Accountants were needed to provide an accurate record of the costs of equipment, medical services, training, vehicles, food, travel and other war expenses. The role of the financial sector as a whole changed dramatically and it began to play a key role in planning and financing the war.
Loans were made directly to the government and also the banks encouraged and helped the public to invest in the war effort.
How expensive was the war?
As the war continued, the cost of funding it increased to unprecedented levels. By 1918, the cost of ammunition for just one day’s combat was recorded as being a staggering £3.87 million.
The total cost of the Great War to Britain was £3.25 billion. The money borrowed from the banks to fund the war effort was known as the “national debt”. It took a century to fully pay off the debt.
In 2014, Chancellor George Osborne announced the Treasury was finally going to pay off the UK government’s remaining debt from WW1. The Treasury redeemed the outstanding £1.9 billion in an attempt to “tidy up” the nation’s finances.
What happened to banks after the Great War?
The next major changes for banks occurred between the two world wars in terms of advances in technology. Task automation was introduced in the 1920s to streamline operations and increase efficiency.
An innovative “accounting machine” was launched to help speed up data processing, as the larger base of investors and the boom in banking activities during the war had led to a need for increased levels of bookkeeping.
New office equipment included the Burroughs Adding Machine that could post combinations of numerous financial records; the Remington Typewriter Co’s desktop bookkeeping machine; and various tech gadgets manufactured by the Powers Accounting Machine Company to sort and tabulate punch cards.
What did accountants do in WW2?
No sooner had Britain started to recover from the 1914-18 war than the rumblings of the Second World War began.
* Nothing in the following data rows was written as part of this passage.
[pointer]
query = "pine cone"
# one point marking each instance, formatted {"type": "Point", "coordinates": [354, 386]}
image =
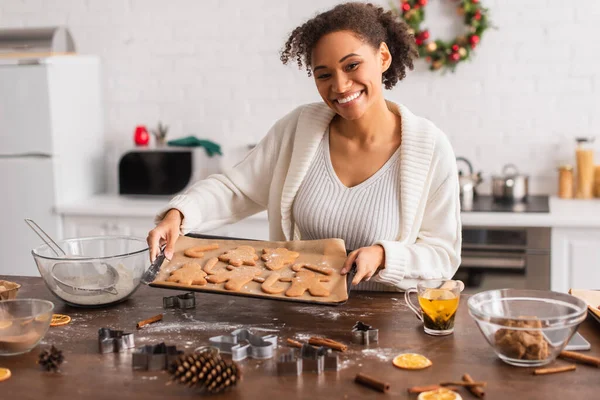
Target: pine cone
{"type": "Point", "coordinates": [207, 371]}
{"type": "Point", "coordinates": [51, 360]}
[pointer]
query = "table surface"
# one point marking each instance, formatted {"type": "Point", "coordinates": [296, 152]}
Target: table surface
{"type": "Point", "coordinates": [88, 374]}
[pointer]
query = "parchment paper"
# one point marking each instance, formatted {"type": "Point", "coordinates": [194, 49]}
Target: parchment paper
{"type": "Point", "coordinates": [330, 252]}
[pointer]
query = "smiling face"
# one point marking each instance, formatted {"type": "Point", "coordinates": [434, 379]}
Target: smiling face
{"type": "Point", "coordinates": [348, 73]}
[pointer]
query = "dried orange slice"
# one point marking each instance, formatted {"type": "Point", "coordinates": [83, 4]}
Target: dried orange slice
{"type": "Point", "coordinates": [4, 374]}
{"type": "Point", "coordinates": [411, 361]}
{"type": "Point", "coordinates": [439, 394]}
{"type": "Point", "coordinates": [42, 318]}
{"type": "Point", "coordinates": [59, 320]}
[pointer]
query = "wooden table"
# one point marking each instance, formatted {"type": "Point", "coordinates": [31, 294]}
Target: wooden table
{"type": "Point", "coordinates": [88, 374]}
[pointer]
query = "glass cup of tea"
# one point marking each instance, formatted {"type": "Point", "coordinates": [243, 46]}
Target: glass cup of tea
{"type": "Point", "coordinates": [438, 302]}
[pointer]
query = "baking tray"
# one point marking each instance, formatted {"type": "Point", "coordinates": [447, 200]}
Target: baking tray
{"type": "Point", "coordinates": [179, 258]}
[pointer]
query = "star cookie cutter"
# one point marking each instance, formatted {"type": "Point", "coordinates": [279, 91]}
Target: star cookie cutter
{"type": "Point", "coordinates": [114, 341]}
{"type": "Point", "coordinates": [310, 359]}
{"type": "Point", "coordinates": [183, 301]}
{"type": "Point", "coordinates": [154, 358]}
{"type": "Point", "coordinates": [258, 347]}
{"type": "Point", "coordinates": [364, 334]}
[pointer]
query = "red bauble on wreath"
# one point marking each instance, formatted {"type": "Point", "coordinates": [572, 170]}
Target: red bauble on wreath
{"type": "Point", "coordinates": [141, 137]}
{"type": "Point", "coordinates": [439, 53]}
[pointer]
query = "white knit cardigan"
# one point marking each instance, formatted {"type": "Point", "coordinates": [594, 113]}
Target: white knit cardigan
{"type": "Point", "coordinates": [429, 242]}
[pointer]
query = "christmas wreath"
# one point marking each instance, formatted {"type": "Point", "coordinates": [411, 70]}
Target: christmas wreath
{"type": "Point", "coordinates": [439, 53]}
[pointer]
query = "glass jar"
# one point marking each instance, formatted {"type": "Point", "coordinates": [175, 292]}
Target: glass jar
{"type": "Point", "coordinates": [584, 155]}
{"type": "Point", "coordinates": [565, 181]}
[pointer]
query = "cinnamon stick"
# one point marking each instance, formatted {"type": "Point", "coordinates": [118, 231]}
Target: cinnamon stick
{"type": "Point", "coordinates": [554, 370]}
{"type": "Point", "coordinates": [582, 358]}
{"type": "Point", "coordinates": [464, 384]}
{"type": "Point", "coordinates": [476, 390]}
{"type": "Point", "coordinates": [371, 382]}
{"type": "Point", "coordinates": [294, 343]}
{"type": "Point", "coordinates": [316, 341]}
{"type": "Point", "coordinates": [150, 320]}
{"type": "Point", "coordinates": [421, 389]}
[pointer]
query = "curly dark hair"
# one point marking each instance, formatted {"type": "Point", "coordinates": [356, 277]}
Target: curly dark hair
{"type": "Point", "coordinates": [370, 23]}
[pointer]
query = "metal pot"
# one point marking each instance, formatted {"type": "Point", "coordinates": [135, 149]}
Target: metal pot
{"type": "Point", "coordinates": [511, 186]}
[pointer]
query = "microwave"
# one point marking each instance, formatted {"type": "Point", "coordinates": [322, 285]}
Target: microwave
{"type": "Point", "coordinates": [163, 171]}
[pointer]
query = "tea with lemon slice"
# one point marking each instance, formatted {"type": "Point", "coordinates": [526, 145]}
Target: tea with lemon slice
{"type": "Point", "coordinates": [439, 309]}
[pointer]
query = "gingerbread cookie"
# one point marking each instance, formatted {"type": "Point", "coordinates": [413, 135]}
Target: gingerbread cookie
{"type": "Point", "coordinates": [268, 283]}
{"type": "Point", "coordinates": [198, 251]}
{"type": "Point", "coordinates": [306, 280]}
{"type": "Point", "coordinates": [316, 268]}
{"type": "Point", "coordinates": [210, 264]}
{"type": "Point", "coordinates": [243, 255]}
{"type": "Point", "coordinates": [189, 274]}
{"type": "Point", "coordinates": [236, 277]}
{"type": "Point", "coordinates": [275, 259]}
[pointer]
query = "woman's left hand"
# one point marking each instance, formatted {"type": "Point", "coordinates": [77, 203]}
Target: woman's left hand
{"type": "Point", "coordinates": [367, 259]}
In September 1939, when Britain was officially at war against Nazi Germany, the government had hardly even begun to pay off the national debt run up from the First World War. By the end of WW2, Britain had run up a huge national debt of £21 billion – this included £3.4 billion owed overseas, particularly to creditors in the United States.
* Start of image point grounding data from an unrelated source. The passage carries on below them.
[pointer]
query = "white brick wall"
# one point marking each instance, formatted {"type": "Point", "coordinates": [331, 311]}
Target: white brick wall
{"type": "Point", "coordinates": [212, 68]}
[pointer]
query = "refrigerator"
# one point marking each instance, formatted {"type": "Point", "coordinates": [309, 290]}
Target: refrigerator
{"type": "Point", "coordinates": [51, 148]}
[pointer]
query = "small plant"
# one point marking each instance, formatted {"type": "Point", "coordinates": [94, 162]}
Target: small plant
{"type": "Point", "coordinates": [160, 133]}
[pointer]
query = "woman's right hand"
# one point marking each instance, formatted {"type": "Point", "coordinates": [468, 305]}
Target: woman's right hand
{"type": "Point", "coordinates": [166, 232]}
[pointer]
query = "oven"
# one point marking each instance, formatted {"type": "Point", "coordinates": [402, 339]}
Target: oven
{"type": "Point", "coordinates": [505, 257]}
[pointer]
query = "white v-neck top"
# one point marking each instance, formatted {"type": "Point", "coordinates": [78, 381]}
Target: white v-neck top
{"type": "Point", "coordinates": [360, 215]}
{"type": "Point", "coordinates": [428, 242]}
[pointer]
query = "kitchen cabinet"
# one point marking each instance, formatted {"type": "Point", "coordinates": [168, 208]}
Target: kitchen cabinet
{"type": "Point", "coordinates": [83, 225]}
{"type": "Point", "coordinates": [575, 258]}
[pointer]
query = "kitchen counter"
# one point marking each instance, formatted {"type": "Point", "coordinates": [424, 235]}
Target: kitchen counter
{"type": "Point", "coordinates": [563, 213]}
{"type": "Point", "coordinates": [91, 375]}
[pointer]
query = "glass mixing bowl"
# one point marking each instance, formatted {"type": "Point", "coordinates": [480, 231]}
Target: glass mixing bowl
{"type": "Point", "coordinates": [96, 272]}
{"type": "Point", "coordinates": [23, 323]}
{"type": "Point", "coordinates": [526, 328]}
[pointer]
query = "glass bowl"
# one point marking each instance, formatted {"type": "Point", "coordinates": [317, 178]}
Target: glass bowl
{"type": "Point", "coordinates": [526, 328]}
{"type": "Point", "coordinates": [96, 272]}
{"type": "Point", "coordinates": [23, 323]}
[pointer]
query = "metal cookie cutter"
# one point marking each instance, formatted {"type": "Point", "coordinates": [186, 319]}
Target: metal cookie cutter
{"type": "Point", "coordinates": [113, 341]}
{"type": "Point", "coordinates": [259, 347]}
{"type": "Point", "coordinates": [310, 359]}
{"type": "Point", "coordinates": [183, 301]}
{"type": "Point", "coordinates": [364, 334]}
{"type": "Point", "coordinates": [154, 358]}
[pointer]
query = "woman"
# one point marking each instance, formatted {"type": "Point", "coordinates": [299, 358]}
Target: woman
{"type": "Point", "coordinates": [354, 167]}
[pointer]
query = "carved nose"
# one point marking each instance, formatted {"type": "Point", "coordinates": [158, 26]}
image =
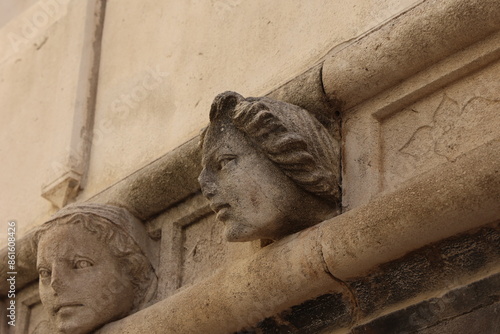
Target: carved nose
{"type": "Point", "coordinates": [57, 282]}
{"type": "Point", "coordinates": [208, 186]}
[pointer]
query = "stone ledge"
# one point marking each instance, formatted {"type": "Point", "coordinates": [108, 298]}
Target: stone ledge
{"type": "Point", "coordinates": [320, 260]}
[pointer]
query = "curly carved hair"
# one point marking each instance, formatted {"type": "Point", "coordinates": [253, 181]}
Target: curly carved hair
{"type": "Point", "coordinates": [130, 258]}
{"type": "Point", "coordinates": [290, 136]}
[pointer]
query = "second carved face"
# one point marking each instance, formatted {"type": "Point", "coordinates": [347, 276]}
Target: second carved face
{"type": "Point", "coordinates": [82, 285]}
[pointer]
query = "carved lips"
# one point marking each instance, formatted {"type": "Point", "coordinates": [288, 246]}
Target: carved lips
{"type": "Point", "coordinates": [65, 306]}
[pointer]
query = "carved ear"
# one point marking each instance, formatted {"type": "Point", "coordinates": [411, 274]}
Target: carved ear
{"type": "Point", "coordinates": [224, 102]}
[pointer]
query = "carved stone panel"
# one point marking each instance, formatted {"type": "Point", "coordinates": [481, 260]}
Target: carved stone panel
{"type": "Point", "coordinates": [439, 128]}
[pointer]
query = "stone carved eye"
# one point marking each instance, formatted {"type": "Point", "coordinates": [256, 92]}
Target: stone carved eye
{"type": "Point", "coordinates": [44, 273]}
{"type": "Point", "coordinates": [224, 160]}
{"type": "Point", "coordinates": [81, 264]}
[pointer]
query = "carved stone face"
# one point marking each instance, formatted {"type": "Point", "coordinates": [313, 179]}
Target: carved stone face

Just like during the Great War, there was a high demand for accountants to manage the nation’s finances, as Britain ploughed billions into the war effort. The role of accountant became one of the top professions in the UK in the 1940s. In the ensuing years to the present day, accountants have become more successful in reaching the top rung of the managerial ladder than any other profession.
On 11th November, DL Accounts will be observing the 2-minute silence as a mark of respect for the brave men and women who gave their lives fighting for our freedom. We will remember them.